Un projet qui visait à regrouper Renault, Nissan et Mitsubishi sous une même holding propriétaire de l’intégralité des actions de chacun et devant « être basé sur les performances solides de chaque entreprise », expliquera Carlos Ghosn aux Échos, soulignant que cette réorganisation, qui visait à « garantir la stabilité de l’Alliance », avait suscité beaucoup de  « résistances » dès le départ – il y a plus d’un an, et avant même que le sujet ne donne lieu à des discussions avec le directeur général de Nissan, Hiroto Saikawa. À l’origine de cette opposition larvée, on trouve d’abord, à en croire la presse nippone, le ressentiment croissant éprouvé par Nissan face au « déséquilibre » des forces en puissance au sein de l’Alliance – Renault détenant 43 % de Nissan et Nissan seulement 15 % de Renault – et alimenté ces dernières années par la rémunération perçue comme excessive de Carlos Ghosn.
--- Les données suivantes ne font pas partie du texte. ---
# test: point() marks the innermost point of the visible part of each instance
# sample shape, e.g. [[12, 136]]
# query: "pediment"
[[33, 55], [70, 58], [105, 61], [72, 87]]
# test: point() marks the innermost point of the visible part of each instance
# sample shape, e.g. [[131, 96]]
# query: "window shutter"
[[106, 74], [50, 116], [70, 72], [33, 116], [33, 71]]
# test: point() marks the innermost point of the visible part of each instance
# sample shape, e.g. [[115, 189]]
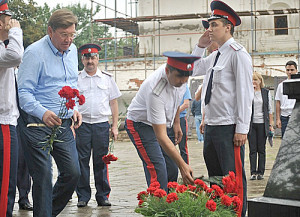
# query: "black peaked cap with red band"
[[89, 50], [182, 61], [4, 8], [222, 10]]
« Une affaire de trahison »

Un « passif » auquel se serait récemment ajouté, selon ce dernier, les inquiétudes liées aux performances en baisse de Nissan sur ces deux dernières années et la situation délicate dans laquelle cela pouvait, potentiellement, placer le numéro un japonais du constructeur : Hiroto Saikawa. « Lorsque la performance d’une entreprise baisse, aucun PDG n’est immunisé contre un limogeage… », déclarait ainsi Carlos Ghosn aux Échos. De là à imaginer son homologue japonais prêt à orchestrer sa chute ? Difficile à dire à ce stade mais pour l’ex-homme fort de l’Alliance, « aucun doute, c’est une affaire de trahison ». Une machination reposant sur des « faits sortis de leur contexte » et une « distorsion de la réalité » destinés à « détruire sa réputation ». Quant aux accusations dont il fait l’objet, il les réfute point par point.

Tout le monde savait…

Soupçonné d’avoir dissimulé une partie de sa rémunération au fisc japonais, l’intéressé répond qu’on lui reproche de « ne pas avoir déclaré des revenus qu’(il) n’a pas reçus ». À propos des versements effectués sur le compte de son ami, le milliardaire saoudien Khaled al Juffali,  pour un total de 12,8 millions d’euros? Il évoque une juste rétribution approuvée par plusieurs cadres dirigeants de Nissan en échange de l’appui décisif de celui-ci en Arabie saoudite et non, comme le juge l’en accuse, le remboursement de sommes prêtées pour couvrir des pertes personnelles. L’achat de demeures luxueuses, à Rio de Janeiro et à Beyrouth ? Des acquisitions approuvées par Nissan et justifiées par la nécessité, pour son président, de disposer au Brésil comme au Liban « d’endroits sûrs pour travailler et recevoir du monde». Et, récurent dans la défense de Carlos Ghosn, cet argument de poids mainteS fois avancé  : « Tout le monde était au courant » ; l’ex-patron insistant : s’il s’agissait d’actes « répréhensibles », « pourquoi ne m’a-t-on rien dit ? ». De quoi mettre à mal l’accusation puisque, du côté de la direction de Nissan, non seulement on ne pouvait ignorer les faits imputés au président de l’époque mais, comme celui-ci n’a pas manqué de le souligner, on les avait autorisés.